Make on demand payments using a vaulted card

Tokenization and Vaulting

Step 1: Setup your Maya Business Manager Account

Before you could integrate Maya Card Payment Vault to your websites, you must register and setup your Maya Business Manager Account.

Step 2: Build your pages

Get the card details

Create a form that would accept the card details from the customer

Sample code:
<html>
  <head>
    <title>Save card</title>
  </head>
  <body>
    <form action="/tokenize-customer-card" method="POST">
      <input class="cn" placeholder="Card number">
      <input class="date" placeholder="MM / YY">
      <input class="cvc" placeholder="CVC" type="password">
      <button type="submit">Link a card</button>
    </form>
  </body>
</html>

️Is your platform PCI-DSS Certified?

Do not store any card information (i.e. name, card number, expiry dates, cvv/cvc) on your application unless your platform is PCI-DSS certified.

Get the Customer details

Create a form that would accept the required customer information when making card payments.

{
  "id": "d29f1635-8313-4ed4-94e5-94b6a6018f52",
  "firstName": "Maya",
  "middleName": "Jose",
  "lastName": "Juan",
  "contact": {
    "phone": "+63(2)1234567890",
    "email": "[email protected]"
  },
  "billingAddress": {
    "line1": "6F Launchpad",
    "line2": "Sheridan Street",
    "city": "Mandaluyong City",
    "state": "Metro Manila",
    "zipCode": "1552",
    "countryCode": "PH"
  },
  "shippingAddress": {
    "firstName": "Maya",
    "middleName": "Jose",
    "lastName": "Juan",
    "line1": "6F Launchpad",
    "line2": "Sheridan Street",
    "city": "Mandaluyong City",
    "state": "Metro Manila",
    "zipCode": "1552",
    "countryCode": "PH",
    "phone": "+63(2)1234567890",
    "email": "[email protected]",
    "shippingType": "ST"
  },
  "sex": "F",
  "birthday": "1987-07-28",
  "customerSince": "2020-12-25",
  "createdAt": "2021-07-06T14:01:25.000Z",
  "updatedAt": "2021-07-06T14:01:25.000Z"
}
Step 3: Submit details for tokenization

Tokenize the card details


Once customer have provided their card details, your system must send these information to /payments/v1/payment-tokens endpoint and obtain the paymentTokenId.


Sample code:
  const createPaymentTokenUrl = 'https://pg-sandbox.paymaya.com/payments/v1/payment-tokens';
    const options = {
    headers: {
        'Content-Type': 'application/json',
        'Authorization': `Basic ${btoa('SECRET_KEY')}`
    },
        method: 'POST',
        body: cardData
    };

    const paymentTokenId = await fetch(createPaymentTokenUrl, options)
    .then(res => res.json())
    .then(json => {
        return json.paymentTokenId
    })
    .catch(err => console.error('error:' + err));

Submit customer details


Submit the customer details to Maya vault and obtain the unique customer ID via the /payments/v1/customers endpoint.


ℹ️ Maya recommends that you keep the Id of the customer record from the response.

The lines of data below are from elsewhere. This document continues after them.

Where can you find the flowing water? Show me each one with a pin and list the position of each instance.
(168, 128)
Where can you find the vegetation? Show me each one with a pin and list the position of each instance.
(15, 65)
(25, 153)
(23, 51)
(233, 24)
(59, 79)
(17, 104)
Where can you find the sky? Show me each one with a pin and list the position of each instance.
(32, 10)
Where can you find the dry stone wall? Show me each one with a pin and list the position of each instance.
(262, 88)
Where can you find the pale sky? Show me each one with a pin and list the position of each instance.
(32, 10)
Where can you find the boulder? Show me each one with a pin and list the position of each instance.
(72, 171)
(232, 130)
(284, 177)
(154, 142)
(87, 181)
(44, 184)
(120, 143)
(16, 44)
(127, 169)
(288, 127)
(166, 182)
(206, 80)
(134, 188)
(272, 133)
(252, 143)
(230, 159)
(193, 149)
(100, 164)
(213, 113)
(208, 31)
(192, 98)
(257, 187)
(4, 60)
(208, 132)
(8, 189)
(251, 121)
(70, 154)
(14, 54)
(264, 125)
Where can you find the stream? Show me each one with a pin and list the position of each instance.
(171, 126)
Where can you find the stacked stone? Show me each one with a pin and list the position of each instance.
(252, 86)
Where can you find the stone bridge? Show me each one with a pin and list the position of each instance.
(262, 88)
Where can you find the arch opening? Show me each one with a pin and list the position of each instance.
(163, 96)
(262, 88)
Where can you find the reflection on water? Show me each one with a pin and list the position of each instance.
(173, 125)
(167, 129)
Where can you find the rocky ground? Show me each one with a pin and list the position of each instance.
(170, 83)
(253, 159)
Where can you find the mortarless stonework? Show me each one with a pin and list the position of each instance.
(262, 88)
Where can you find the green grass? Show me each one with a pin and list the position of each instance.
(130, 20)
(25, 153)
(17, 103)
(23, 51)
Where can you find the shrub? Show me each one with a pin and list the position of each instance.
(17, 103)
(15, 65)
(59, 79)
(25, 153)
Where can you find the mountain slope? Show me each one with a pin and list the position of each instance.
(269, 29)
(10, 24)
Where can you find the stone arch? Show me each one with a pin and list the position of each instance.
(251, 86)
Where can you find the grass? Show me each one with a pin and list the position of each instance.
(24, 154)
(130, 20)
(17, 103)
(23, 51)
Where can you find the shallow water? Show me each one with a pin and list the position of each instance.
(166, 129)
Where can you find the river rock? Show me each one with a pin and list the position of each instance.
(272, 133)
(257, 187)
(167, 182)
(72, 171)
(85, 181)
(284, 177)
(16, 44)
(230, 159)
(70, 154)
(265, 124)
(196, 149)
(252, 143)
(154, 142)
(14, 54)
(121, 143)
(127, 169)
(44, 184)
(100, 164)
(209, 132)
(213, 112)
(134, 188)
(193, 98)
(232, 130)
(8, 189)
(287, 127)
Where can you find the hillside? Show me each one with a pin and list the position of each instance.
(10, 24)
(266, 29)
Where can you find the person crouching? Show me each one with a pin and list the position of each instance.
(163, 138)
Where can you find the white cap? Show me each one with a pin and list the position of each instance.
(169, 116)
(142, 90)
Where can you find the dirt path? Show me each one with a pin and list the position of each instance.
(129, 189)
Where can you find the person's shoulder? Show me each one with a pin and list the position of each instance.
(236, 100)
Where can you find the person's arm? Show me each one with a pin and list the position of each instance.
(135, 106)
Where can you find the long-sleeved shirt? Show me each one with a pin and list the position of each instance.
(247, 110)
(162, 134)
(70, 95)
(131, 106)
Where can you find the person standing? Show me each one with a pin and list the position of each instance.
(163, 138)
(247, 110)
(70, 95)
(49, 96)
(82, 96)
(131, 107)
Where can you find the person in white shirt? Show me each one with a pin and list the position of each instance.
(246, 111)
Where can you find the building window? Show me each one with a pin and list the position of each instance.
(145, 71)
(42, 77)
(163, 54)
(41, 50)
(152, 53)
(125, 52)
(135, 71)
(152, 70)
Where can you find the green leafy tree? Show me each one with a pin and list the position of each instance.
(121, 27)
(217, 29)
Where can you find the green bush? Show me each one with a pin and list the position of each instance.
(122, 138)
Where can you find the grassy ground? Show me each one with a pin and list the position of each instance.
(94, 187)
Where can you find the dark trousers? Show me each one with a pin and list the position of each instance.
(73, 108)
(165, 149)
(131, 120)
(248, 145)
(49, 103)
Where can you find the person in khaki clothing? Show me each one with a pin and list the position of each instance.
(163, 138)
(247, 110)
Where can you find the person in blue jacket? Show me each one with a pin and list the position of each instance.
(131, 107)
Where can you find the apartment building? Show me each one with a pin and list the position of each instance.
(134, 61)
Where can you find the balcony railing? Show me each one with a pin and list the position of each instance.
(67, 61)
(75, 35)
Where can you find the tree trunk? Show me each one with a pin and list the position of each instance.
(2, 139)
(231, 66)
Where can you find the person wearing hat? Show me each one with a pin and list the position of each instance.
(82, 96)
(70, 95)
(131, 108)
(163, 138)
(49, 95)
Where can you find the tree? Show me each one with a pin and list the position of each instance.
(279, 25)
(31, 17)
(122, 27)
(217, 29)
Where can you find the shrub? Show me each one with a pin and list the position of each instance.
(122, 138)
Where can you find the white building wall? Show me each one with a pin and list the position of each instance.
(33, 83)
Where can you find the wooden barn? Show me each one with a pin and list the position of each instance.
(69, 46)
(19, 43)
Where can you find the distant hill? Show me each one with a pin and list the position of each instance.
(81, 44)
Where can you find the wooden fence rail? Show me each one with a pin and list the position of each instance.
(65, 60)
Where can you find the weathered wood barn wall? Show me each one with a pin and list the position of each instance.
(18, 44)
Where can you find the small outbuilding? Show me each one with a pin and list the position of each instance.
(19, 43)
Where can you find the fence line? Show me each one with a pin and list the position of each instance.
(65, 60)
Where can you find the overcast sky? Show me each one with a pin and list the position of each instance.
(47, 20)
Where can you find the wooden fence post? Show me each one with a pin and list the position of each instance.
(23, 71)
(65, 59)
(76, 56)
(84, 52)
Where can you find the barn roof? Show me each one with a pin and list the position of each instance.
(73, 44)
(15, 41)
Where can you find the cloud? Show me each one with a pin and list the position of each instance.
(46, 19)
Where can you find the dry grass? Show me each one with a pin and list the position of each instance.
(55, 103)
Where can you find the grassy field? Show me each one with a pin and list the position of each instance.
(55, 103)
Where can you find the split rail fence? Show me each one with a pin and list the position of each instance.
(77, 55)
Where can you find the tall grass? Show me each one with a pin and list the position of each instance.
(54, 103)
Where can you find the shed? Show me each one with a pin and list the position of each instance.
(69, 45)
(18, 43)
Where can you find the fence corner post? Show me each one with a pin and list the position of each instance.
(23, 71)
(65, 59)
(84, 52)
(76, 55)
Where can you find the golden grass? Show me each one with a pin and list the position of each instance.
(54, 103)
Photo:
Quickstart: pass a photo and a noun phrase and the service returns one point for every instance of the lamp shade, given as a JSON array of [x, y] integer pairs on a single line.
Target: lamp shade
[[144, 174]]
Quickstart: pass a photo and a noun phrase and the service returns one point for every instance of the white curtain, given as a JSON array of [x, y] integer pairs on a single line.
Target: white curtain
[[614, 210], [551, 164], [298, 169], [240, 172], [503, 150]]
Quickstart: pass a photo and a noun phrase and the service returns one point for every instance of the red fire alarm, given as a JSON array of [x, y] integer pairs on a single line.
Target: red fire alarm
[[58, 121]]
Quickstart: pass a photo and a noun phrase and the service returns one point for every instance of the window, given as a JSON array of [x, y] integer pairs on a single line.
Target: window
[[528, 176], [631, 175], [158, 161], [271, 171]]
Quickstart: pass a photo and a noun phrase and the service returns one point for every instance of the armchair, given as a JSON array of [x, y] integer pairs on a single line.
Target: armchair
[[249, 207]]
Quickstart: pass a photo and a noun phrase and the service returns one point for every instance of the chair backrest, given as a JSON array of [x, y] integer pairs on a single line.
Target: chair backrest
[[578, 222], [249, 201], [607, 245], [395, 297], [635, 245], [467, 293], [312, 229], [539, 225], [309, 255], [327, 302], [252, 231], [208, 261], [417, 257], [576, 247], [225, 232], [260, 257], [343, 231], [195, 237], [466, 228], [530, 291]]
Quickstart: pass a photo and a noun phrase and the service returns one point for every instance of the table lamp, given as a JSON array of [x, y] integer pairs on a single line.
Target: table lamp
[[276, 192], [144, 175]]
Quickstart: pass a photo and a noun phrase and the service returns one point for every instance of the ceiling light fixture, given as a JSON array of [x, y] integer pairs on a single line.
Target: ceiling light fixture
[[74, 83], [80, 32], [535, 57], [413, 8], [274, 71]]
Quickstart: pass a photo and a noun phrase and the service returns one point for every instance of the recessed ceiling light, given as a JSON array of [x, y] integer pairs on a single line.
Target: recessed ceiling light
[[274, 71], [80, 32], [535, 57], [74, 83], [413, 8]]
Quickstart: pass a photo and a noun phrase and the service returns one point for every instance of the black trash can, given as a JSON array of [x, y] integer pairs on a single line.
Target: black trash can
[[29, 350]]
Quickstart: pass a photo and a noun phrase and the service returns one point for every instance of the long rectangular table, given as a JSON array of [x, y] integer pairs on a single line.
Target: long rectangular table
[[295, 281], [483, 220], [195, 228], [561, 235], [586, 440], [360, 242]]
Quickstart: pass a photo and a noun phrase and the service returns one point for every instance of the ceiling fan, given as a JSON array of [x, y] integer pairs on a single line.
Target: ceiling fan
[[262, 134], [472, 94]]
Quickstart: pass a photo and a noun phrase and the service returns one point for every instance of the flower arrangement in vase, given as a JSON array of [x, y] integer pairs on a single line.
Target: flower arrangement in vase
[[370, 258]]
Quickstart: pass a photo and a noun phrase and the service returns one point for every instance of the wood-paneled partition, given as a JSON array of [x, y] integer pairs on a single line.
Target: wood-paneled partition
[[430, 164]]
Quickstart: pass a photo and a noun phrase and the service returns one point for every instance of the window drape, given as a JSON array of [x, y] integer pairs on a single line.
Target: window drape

This Id can be used to retrieve customer details and card tokens.

Sample code:
  const createCustomerUrl = 'https://pg-sandbox.paymaya.com/payments/v1/customers';
    const options = {
    headers: {
        'Content-Type': 'application/json',
        'Authorization': `Basic ${btoa('SECRET_KEY')}`
    },
        method: 'POST',
        body: customerData
    };

    const customerIdFromMayaVault = await fetch(createCustomerUrl, options)
    .then(res => res.json())
    .then(json => {
      // Your code to keep the customerId on your application
        return json.id
    })
    .catch(err => console.error('error:' + err));
Step 4: Link paymentTokenId to the customer

At this point, you will have two (2) variables available - customerId and paymentTokenId. Send these variables to /payments/v1/customers/{customerIdFromMayaVault}/cards endpoint to link them together.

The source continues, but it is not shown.